Four mouse groups were evaluated: 1) peritoneal sepsis alone with intratracheal instillation of saline, 2) pneumonia alone with sham laparotomy, 3) sepsis followed by pneumonia, and 4) sepsis followed by IFN-β prophylaxis followed by pneumonia (Figure 1). Despite administration of broad-spectrum antibiotics immediately after CLP, blood cultures were positive in more than half of mice, suggesting that bacteremia was present (data not shown). Sepsis or pneumonia alone resulted in minimal mortality (0% in cohort 1 or 14.8% in cohort 2, respectively), but sepsis followed 4 days later by pneumonia resulted in very high mortality (90.5% in cohort 3) (Figure 1). Antecedent sepsis did not result in detectable cellular infiltration or histological changes in lung parenchyma before lung infection (Figure 2A, upper panels). In contrast, compared with mice with pneumonia alone, mice with sepsis followed by pneumonia experienced markedly increased ALI as characterized by perivascular edema, alveolar flooding, fibrin deposition, hemorrhage, and neutrophil infiltration (Figure 2A, lower panels; Figure 2F; see also Figures E1–E4 in the data supplement), with increased concentrations of protein and albumin in BALF (Figures 2B and 2C) and a worse Lung Injury Score (Figure E5B).

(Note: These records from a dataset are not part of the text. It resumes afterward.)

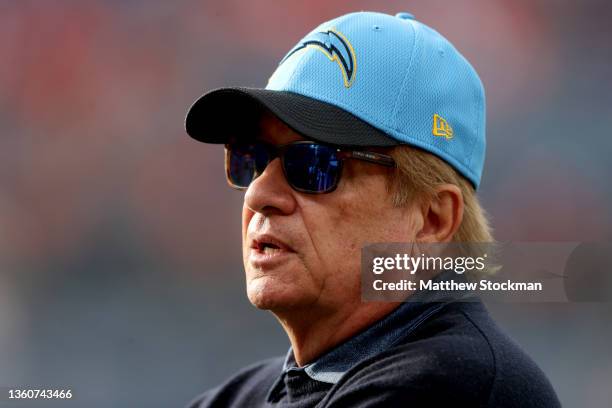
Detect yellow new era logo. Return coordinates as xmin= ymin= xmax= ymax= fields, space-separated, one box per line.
xmin=431 ymin=113 xmax=453 ymax=139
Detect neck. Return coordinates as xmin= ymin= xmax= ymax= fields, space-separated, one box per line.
xmin=274 ymin=302 xmax=400 ymax=366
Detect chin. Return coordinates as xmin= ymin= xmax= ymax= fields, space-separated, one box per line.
xmin=247 ymin=277 xmax=305 ymax=312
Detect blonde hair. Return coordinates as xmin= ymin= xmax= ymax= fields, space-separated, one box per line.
xmin=389 ymin=145 xmax=497 ymax=273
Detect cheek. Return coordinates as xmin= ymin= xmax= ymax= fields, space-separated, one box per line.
xmin=242 ymin=203 xmax=255 ymax=250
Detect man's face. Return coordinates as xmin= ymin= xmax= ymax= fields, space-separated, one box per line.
xmin=242 ymin=115 xmax=424 ymax=312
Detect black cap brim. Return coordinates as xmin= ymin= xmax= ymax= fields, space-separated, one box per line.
xmin=185 ymin=88 xmax=400 ymax=146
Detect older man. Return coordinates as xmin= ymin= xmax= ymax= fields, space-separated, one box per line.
xmin=186 ymin=12 xmax=559 ymax=407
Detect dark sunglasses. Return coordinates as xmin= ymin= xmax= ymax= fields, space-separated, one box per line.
xmin=225 ymin=141 xmax=395 ymax=194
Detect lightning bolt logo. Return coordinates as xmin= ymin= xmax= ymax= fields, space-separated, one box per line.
xmin=279 ymin=28 xmax=357 ymax=88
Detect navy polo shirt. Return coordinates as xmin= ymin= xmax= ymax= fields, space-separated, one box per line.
xmin=189 ymin=278 xmax=560 ymax=408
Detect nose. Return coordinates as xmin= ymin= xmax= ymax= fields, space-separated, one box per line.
xmin=244 ymin=158 xmax=297 ymax=215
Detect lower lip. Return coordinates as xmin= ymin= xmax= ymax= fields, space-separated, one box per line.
xmin=249 ymin=249 xmax=295 ymax=268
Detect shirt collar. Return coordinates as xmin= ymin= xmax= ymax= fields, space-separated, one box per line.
xmin=268 ymin=271 xmax=473 ymax=404
xmin=283 ymin=271 xmax=468 ymax=384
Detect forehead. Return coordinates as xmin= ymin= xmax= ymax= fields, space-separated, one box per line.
xmin=257 ymin=111 xmax=307 ymax=145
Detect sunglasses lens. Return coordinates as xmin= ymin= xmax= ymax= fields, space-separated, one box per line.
xmin=283 ymin=143 xmax=340 ymax=193
xmin=225 ymin=144 xmax=269 ymax=188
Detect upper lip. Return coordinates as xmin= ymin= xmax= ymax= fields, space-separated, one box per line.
xmin=250 ymin=234 xmax=294 ymax=252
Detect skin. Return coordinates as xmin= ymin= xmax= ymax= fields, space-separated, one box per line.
xmin=242 ymin=114 xmax=463 ymax=366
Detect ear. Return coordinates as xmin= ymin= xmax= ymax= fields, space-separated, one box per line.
xmin=416 ymin=184 xmax=463 ymax=243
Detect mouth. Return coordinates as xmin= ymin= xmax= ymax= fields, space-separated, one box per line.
xmin=250 ymin=235 xmax=295 ymax=267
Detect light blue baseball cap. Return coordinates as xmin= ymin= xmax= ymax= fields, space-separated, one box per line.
xmin=185 ymin=12 xmax=485 ymax=188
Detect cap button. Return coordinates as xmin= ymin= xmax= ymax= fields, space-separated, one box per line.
xmin=395 ymin=12 xmax=414 ymax=20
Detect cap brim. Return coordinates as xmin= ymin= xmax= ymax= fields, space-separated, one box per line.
xmin=185 ymin=88 xmax=400 ymax=146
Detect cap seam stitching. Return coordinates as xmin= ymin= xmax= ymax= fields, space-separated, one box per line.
xmin=389 ymin=21 xmax=418 ymax=130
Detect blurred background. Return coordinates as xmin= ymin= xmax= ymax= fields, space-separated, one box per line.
xmin=0 ymin=0 xmax=612 ymax=407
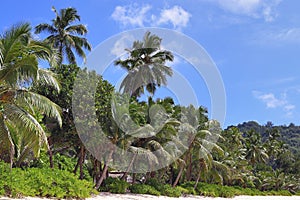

Antecedent sepsis resulted in higher total lung MPO activity (Figure E5A). In contrast to severe damage in lung parenchyma, other vital organ functions, such as the liver, the kidneys, and the coagulation system, were preserved because complete blood counts (Table 1) and serum chemistries (Table 2) were almost within normal range 18 hours after pneumonia onset. Taken together, these data support the notion that pneumonia in the context of antecedent sepsis results in higher mortality caused by increased ALI and ARDS.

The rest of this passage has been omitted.